The Real Payment Activity Breakdown
The research identified three primary use cases where stablecoins are actually functioning as payment rails. Business-to-business (B2B) transactions dominate this space with $226 billion in annual volume, representing the largest category of legitimate stablecoin payments. Global payroll processing and remittances account for $90 billion in activity, enabling faster cross-border transfers compared to traditional banking channels. Capital markets settlements, including automated fund transfers, contributed approximately $8 billion to the genuine payment ecosystem.
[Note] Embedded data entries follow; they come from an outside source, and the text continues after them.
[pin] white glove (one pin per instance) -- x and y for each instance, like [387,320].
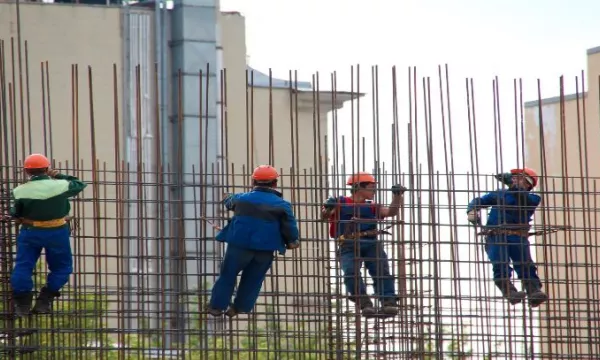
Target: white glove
[473,216]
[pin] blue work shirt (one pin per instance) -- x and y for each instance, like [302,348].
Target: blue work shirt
[262,220]
[342,224]
[511,208]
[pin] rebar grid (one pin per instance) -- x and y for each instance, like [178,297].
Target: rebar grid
[143,274]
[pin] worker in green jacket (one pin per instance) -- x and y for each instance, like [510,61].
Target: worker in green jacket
[41,206]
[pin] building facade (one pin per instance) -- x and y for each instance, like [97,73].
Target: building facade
[565,156]
[86,94]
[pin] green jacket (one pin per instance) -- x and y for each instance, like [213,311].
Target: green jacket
[43,198]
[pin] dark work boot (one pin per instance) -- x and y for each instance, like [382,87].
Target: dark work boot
[213,311]
[233,311]
[22,303]
[510,292]
[534,291]
[366,307]
[389,308]
[43,303]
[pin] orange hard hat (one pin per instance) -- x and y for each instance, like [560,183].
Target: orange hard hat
[265,173]
[530,175]
[36,161]
[360,177]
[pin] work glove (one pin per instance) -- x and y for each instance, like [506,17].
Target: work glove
[330,203]
[52,173]
[505,178]
[398,189]
[473,217]
[293,245]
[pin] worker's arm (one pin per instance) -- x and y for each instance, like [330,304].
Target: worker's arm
[289,227]
[394,208]
[16,208]
[533,200]
[328,208]
[479,203]
[230,200]
[75,185]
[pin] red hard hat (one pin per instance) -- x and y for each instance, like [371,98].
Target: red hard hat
[36,161]
[265,173]
[529,173]
[360,177]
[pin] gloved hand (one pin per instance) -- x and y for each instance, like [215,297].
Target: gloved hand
[330,203]
[293,245]
[505,178]
[398,189]
[473,217]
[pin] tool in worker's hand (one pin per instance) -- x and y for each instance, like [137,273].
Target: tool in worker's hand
[547,230]
[375,232]
[215,226]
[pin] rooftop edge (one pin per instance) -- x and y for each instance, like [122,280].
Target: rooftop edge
[553,100]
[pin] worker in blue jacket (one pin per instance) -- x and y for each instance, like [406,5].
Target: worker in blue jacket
[507,229]
[263,222]
[353,223]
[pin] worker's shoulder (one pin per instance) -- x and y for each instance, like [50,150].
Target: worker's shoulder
[268,196]
[41,189]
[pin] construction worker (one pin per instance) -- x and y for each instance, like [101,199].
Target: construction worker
[41,206]
[263,222]
[353,222]
[506,232]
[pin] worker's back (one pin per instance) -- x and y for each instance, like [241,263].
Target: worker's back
[262,220]
[513,207]
[43,198]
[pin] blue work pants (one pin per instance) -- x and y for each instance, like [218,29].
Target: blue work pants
[502,249]
[371,253]
[254,265]
[57,245]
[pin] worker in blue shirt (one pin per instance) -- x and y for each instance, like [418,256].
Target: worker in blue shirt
[353,223]
[507,229]
[263,222]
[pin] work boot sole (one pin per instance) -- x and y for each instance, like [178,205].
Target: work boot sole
[41,309]
[537,299]
[516,298]
[368,311]
[22,311]
[214,312]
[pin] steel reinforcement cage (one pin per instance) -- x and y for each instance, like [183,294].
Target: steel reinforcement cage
[143,273]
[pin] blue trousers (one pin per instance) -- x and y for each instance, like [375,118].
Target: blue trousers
[373,255]
[59,258]
[254,265]
[501,250]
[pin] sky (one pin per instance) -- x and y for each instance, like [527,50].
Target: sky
[531,40]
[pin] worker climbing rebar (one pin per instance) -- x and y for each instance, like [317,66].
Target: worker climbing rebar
[507,230]
[263,223]
[353,222]
[41,206]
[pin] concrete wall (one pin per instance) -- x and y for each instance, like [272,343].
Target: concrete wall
[101,37]
[565,259]
[248,143]
[59,36]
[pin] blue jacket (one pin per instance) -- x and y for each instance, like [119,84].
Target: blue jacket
[341,223]
[512,207]
[262,220]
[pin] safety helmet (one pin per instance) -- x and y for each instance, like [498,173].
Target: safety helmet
[530,175]
[36,161]
[361,177]
[265,173]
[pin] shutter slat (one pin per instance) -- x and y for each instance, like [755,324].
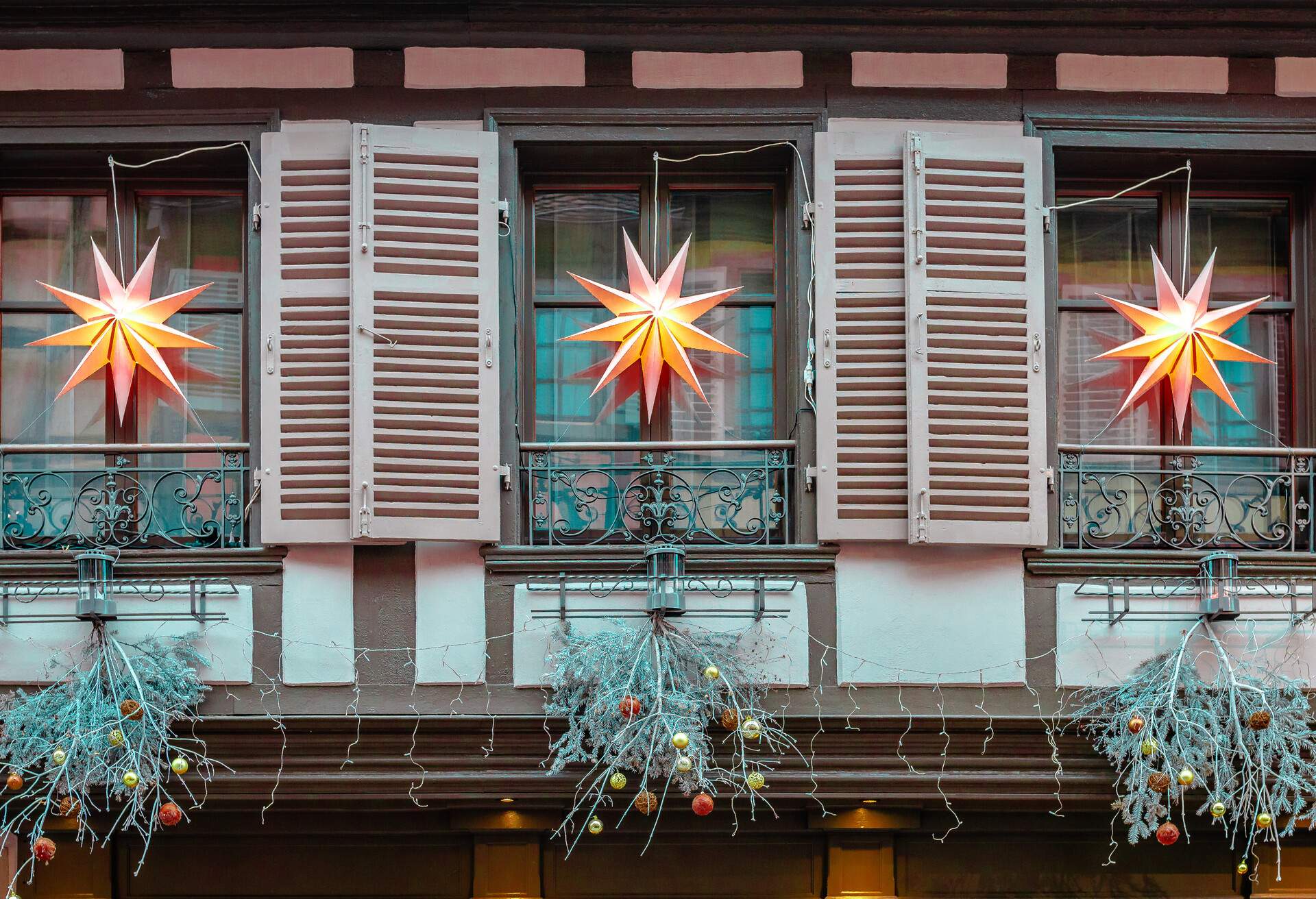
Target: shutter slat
[303,360]
[427,415]
[977,426]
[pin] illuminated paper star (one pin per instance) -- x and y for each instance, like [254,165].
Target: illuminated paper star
[1182,340]
[653,324]
[124,328]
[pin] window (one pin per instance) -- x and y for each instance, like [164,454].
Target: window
[47,236]
[1106,248]
[736,225]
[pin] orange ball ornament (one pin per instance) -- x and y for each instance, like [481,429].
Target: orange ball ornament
[44,849]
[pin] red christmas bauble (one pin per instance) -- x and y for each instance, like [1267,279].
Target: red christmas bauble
[44,849]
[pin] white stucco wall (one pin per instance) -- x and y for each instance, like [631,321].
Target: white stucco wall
[319,630]
[40,653]
[786,628]
[1101,653]
[449,614]
[907,610]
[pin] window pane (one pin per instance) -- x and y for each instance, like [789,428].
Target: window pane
[1106,248]
[739,389]
[732,240]
[565,375]
[581,232]
[211,380]
[49,238]
[1252,238]
[32,378]
[1093,390]
[200,241]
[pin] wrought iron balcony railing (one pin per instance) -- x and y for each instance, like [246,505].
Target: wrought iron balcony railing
[123,495]
[1193,498]
[658,493]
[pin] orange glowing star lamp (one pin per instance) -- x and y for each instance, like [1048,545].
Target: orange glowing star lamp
[124,328]
[1182,340]
[653,324]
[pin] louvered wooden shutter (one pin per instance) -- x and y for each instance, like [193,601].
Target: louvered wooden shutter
[975,323]
[861,334]
[306,294]
[426,390]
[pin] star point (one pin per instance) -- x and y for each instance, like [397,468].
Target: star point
[653,324]
[124,328]
[1182,340]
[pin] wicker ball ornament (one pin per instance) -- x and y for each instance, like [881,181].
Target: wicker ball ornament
[646,802]
[44,849]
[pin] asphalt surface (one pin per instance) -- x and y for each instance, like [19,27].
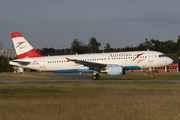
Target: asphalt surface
[80,78]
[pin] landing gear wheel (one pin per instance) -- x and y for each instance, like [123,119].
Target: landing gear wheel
[98,77]
[151,76]
[94,77]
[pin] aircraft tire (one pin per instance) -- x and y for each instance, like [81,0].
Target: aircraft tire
[98,77]
[151,76]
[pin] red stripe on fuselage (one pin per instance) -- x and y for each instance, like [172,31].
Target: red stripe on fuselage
[16,34]
[30,54]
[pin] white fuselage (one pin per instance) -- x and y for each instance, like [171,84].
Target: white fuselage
[129,60]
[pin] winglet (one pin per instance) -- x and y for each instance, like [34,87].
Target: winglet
[68,59]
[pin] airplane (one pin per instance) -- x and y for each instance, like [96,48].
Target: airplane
[114,63]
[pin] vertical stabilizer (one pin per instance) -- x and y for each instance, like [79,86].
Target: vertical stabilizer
[22,47]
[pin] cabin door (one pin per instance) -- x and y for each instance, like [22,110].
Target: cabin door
[42,63]
[150,57]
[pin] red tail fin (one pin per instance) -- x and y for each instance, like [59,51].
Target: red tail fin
[22,47]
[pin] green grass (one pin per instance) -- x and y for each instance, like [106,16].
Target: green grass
[90,100]
[143,76]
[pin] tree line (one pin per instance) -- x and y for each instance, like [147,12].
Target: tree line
[167,47]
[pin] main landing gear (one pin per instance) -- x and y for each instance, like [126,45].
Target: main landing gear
[96,75]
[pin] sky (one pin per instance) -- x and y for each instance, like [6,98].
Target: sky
[121,23]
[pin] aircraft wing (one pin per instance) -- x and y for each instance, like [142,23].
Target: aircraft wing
[91,65]
[21,62]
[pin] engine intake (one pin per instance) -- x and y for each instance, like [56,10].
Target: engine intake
[115,70]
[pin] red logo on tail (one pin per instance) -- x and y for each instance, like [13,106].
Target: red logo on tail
[20,43]
[138,55]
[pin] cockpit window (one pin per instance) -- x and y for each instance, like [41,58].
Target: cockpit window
[163,55]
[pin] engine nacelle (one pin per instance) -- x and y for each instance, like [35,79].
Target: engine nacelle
[115,70]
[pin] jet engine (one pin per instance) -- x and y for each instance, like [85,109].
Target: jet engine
[115,70]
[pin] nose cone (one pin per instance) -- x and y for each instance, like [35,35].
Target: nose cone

These figures may seem substantial, but they represent just 0.02% of the overall global payments market, which McKinsey estimates at over $2 quadrillion annually. This context underscores how early-stage stablecoin adoption remains despite years of development and increasing institutional interest.
Why Most Stablecoin Volume Isn’t Real Payments
The gap between headline figures and actual payment activity stems from the composition of blockchain transaction volume. The overwhelming majority of stablecoin activity consists of cryptocurrency trading, internal protocol transfers, or platform-level operations that never reach end users. These mechanical transactions inflate headline numbers without generating economic value in the traditional sense.
Meanwhile, major payment processors like Visa and Stripe are beginning to explore stablecoin rails, and companies such as Circle and Tether actively promote their tokens as alternatives to expensive and slow international money transfers. However, their current market penetration remains limited compared to the total addressable payment market.
Long-term Growth Potential Beyond Current Metrics
Despite the sobering current-state analysis, McKinsey and Artemis researchers emphasize that modest payment volumes today shouldn’t diminish confidence in stablecoins’ long-term potential. Rather, the data establishes a realistic baseline for measuring actual progress and identifies specific development areas required for meaningful scaling.
The research suggests that as infrastructure improves, regulatory clarity increases, and end-user adoption accelerates, stablecoin payments could capture increasingly larger portions of the global payments market. The foundation for growth exists—what remains is execution and market maturation.